La perte de masse osseuse est globalement modérée au cours de la grossesse
Crédit photo : PHANIE

L’impact de la grossesse et de l’allaitement sur le tissu et le métabolisme osseux reste mal connu. Au cours de la grossesse, le squelette du fœtus a besoin de 30 à 35 grammes de calcium, dont 80 % environ au troisième trimestre (110 à 120 mg par kilo et par jour). Des mécanismes d’adaptation s’installent donc chez la mère : augmentation des apports alimentaires en calcium et de l’absorption intestinale du calcium qui est doublée grâce à l’augmentation de la 1-25 OH VitD d’origine rénale, majoration de la réabsorption rénale du calcium et mobilisation du calcium contenu dans l’os par une augmentation du remodelage osseux.

L’étude de Black en 2000 (1) avait mis en évidence une augmentation des marqueurs de la résorption au cours de la grossesse alors que les marqueurs de la formation restaient stables et n’augmentaient qu’en fin de grossesse. Moller, en 2012 (2), a mesuré chez 153 femmes enceintes la DMO avant, pendant et après la grossesse, en les comparant à 75 femmes appariées pour l’âge sans désir de procréation : la DMO diminue à tous les sites dès le premier trimestre et de 1 à 4 % selon le site.

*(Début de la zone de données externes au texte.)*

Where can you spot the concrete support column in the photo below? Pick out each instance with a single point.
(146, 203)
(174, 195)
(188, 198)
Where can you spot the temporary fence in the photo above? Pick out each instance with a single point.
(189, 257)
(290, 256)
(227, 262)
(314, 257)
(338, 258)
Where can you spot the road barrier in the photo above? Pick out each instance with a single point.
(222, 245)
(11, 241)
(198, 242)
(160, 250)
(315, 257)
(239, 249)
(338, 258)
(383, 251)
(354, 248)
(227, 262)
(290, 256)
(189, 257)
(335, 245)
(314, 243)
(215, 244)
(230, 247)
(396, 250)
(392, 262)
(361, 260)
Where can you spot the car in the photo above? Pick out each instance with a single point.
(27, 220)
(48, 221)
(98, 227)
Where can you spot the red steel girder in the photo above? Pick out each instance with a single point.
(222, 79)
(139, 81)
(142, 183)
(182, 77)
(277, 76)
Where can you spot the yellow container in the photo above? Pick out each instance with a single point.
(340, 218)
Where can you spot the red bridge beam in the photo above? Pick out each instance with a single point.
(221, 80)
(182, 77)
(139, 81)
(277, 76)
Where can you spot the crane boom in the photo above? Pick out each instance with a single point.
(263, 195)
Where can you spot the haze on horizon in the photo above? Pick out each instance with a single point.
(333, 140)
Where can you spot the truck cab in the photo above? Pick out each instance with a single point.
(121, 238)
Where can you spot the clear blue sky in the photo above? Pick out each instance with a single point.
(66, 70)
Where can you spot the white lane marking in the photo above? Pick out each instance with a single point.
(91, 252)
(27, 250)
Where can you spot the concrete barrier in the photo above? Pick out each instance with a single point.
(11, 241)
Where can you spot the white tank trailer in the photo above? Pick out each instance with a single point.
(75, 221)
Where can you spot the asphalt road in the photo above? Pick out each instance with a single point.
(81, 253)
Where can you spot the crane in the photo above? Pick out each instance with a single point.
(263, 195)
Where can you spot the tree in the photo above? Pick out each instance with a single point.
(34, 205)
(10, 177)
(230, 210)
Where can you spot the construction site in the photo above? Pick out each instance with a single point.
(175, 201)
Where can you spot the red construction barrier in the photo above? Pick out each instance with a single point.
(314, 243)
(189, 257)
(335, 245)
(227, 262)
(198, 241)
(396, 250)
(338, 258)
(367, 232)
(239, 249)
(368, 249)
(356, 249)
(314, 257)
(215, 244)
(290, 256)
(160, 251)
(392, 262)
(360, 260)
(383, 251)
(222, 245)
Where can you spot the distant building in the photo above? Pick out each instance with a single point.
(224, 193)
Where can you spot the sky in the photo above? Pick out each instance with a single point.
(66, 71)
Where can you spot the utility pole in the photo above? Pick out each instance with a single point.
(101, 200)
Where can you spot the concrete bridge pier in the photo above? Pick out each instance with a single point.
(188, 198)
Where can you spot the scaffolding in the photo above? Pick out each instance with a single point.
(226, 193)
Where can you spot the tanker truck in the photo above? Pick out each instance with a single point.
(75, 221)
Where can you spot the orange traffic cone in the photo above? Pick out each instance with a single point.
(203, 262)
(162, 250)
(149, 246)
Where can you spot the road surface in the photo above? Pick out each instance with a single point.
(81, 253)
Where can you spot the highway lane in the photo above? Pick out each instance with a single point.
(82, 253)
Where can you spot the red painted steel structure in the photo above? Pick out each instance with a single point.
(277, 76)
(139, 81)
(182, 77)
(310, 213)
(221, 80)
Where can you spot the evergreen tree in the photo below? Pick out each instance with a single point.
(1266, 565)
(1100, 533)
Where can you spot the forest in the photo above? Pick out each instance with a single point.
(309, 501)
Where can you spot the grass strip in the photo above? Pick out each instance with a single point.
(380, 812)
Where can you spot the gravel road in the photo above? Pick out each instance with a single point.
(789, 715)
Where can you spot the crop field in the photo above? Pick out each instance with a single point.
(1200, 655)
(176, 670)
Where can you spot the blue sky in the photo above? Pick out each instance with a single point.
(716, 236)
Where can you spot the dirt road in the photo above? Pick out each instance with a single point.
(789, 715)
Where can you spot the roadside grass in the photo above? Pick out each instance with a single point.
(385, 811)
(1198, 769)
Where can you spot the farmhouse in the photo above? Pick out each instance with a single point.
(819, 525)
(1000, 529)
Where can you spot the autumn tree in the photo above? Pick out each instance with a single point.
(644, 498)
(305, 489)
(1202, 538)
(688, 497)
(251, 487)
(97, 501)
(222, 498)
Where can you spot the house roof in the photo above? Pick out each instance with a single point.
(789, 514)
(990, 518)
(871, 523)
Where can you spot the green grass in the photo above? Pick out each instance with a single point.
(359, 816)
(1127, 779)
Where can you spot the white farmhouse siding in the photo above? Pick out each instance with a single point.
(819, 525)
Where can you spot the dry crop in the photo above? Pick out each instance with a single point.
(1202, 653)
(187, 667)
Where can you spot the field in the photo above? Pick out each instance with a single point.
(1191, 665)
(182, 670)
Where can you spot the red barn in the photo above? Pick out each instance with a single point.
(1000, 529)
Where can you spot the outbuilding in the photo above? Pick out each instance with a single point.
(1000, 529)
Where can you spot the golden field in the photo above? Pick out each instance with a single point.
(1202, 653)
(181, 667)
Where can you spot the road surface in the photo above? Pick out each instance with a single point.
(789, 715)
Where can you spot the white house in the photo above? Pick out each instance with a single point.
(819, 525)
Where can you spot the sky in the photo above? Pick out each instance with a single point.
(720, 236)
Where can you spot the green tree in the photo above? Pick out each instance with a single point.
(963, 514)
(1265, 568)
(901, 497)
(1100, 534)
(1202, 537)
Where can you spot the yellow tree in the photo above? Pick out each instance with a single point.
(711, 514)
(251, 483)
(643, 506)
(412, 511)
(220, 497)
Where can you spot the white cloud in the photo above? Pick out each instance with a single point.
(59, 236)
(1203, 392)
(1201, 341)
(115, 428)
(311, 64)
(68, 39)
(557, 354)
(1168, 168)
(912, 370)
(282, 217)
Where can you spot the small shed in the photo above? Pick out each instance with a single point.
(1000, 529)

Au cours de l’allaitement, une adaptation est également nécessaire pour assurer une quantité de calcium suffisant dans le lait : 300 à 400 mg par jour, ceci pendant plusieurs mois. Dans ce cas, l’augmentation du remodelage osseux est médiée par la PTHrP secrétée par le tissu mammaire (avec un mécanisme de rétrocontrôle impliquant le récepteur sensible du calcium et peut-être la sérotonine) et par une hypo-œstrogénie d’origine centrale, secondaire à l’hypersécrétion de prolactine lors de la succion.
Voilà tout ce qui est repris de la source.